Smashing Magazine held a texture photo contest last month and has recently released the results. A variety of interesting, exotic or creative textures from all around the globe. Wood, stone, metal, nature, ice, sand, fabric, paper, glass, fire, food and plastic textures. A large number of daily routine things observed from a completely new perspective. All the images can be used for both private and commercial projects free of charge and with no restrictions. The images are all large, high resolution, and the compressed image files range between 1 and 15MB, for a total well over 700MB in size. Most all of them are suitable as backgrounds on brochures, pocket folders, posters and more – they aren’t just small seamless textures. Each image is an individual download, so you can grab just the ones you want. You can start downloading the images here.
WebDesignerWall has put together an extensive list of Web site design trends for 2008 to inspire your next Web design project. These sites which include vintage & retro, hand written note, grunge & splatter, watercolor, and large font styles, are all superbly designed and make heavy use of CSS, color and imagery.
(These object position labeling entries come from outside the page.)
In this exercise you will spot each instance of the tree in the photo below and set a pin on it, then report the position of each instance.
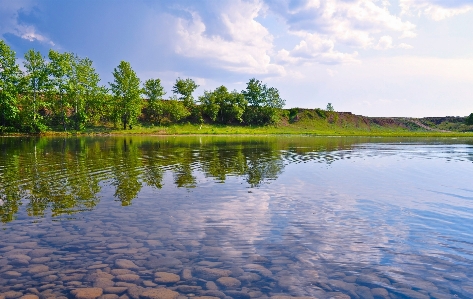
(264, 103)
(10, 81)
(60, 70)
(155, 92)
(36, 82)
(222, 105)
(469, 119)
(89, 94)
(126, 92)
(185, 88)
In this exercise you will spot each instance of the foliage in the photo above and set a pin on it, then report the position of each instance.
(10, 84)
(264, 102)
(330, 107)
(469, 119)
(185, 88)
(223, 106)
(126, 95)
(155, 92)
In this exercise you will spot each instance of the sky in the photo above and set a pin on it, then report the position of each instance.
(411, 58)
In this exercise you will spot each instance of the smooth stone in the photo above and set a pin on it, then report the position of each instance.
(165, 277)
(103, 283)
(38, 269)
(210, 285)
(40, 260)
(229, 282)
(149, 283)
(87, 293)
(380, 293)
(12, 274)
(128, 277)
(125, 264)
(121, 271)
(12, 294)
(37, 253)
(211, 273)
(135, 291)
(115, 290)
(159, 294)
(213, 293)
(238, 295)
(188, 289)
(186, 274)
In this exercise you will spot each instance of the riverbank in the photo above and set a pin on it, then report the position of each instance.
(298, 121)
(208, 129)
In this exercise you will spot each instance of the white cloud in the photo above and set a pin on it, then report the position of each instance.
(9, 21)
(322, 25)
(385, 42)
(405, 46)
(436, 9)
(242, 44)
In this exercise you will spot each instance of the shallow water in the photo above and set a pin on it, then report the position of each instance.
(239, 217)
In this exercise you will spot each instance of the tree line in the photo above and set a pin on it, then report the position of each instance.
(62, 92)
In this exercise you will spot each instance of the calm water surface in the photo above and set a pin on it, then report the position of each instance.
(236, 217)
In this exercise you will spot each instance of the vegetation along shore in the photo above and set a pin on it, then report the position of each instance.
(62, 95)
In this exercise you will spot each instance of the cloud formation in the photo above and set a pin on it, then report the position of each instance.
(9, 14)
(436, 9)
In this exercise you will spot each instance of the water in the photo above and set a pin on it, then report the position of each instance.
(239, 217)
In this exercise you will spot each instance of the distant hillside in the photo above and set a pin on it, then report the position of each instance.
(322, 119)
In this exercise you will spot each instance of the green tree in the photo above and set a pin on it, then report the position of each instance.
(155, 92)
(60, 69)
(469, 119)
(88, 94)
(264, 102)
(185, 88)
(223, 106)
(36, 83)
(10, 83)
(330, 107)
(126, 92)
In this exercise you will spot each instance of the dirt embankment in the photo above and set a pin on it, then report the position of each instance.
(348, 119)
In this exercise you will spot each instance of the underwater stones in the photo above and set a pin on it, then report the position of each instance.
(38, 269)
(125, 264)
(165, 277)
(165, 262)
(380, 293)
(36, 253)
(115, 290)
(159, 294)
(186, 274)
(128, 277)
(210, 273)
(258, 268)
(87, 293)
(210, 285)
(188, 289)
(229, 282)
(12, 274)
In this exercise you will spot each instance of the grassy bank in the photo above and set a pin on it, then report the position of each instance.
(302, 122)
(208, 129)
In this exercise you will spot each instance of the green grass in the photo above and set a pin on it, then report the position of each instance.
(322, 129)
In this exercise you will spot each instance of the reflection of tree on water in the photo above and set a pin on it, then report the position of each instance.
(64, 175)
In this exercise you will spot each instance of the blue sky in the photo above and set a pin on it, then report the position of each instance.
(370, 57)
With the release of Adobe AIR, the flood of AIR apps are beginning to roll in. If you don’t know, Adobe AIR is a development environment which allows developers to use Flash, Flex and Ajax to create rich Internet applications which are platform independent. You can download Adobe AIR here. One AIR app that caught my eye is Shrink O’Matic, which allows you to easily (batch) resize (shrink) images. It handles JPGs, GIFs and PNGs. Simply drag and drop images and they’ll be resized as you wish! Options allow you to choose the output sizes, names and formats.
When you’re working with spot colors like Pantones in Adobe Illustrator, overprint settings can dramatically affect the output results. For this reason, it’s best to periodically go to your Illustrator menubar and select View>Output Preview>Overprint Preview and view your document for undesired overprint settings. This will give you a more accurate idea of what your file will look like when printed.
If you’ve read this site for any amount of time, you know I love Photoshop brushes, especially grunge-style brushes. Today I came across two sets of grunge brushes by Aramisdream, and they’re spectacular. Download set one here. Download set two here. Uncompress the downloaded files and move the .abr files to your Photoshop/Presets/Brushes folder. Then load them into your brushes panel in Photoshop to use. They’re all large, high-quality brushes and make perfect background textures for various projects.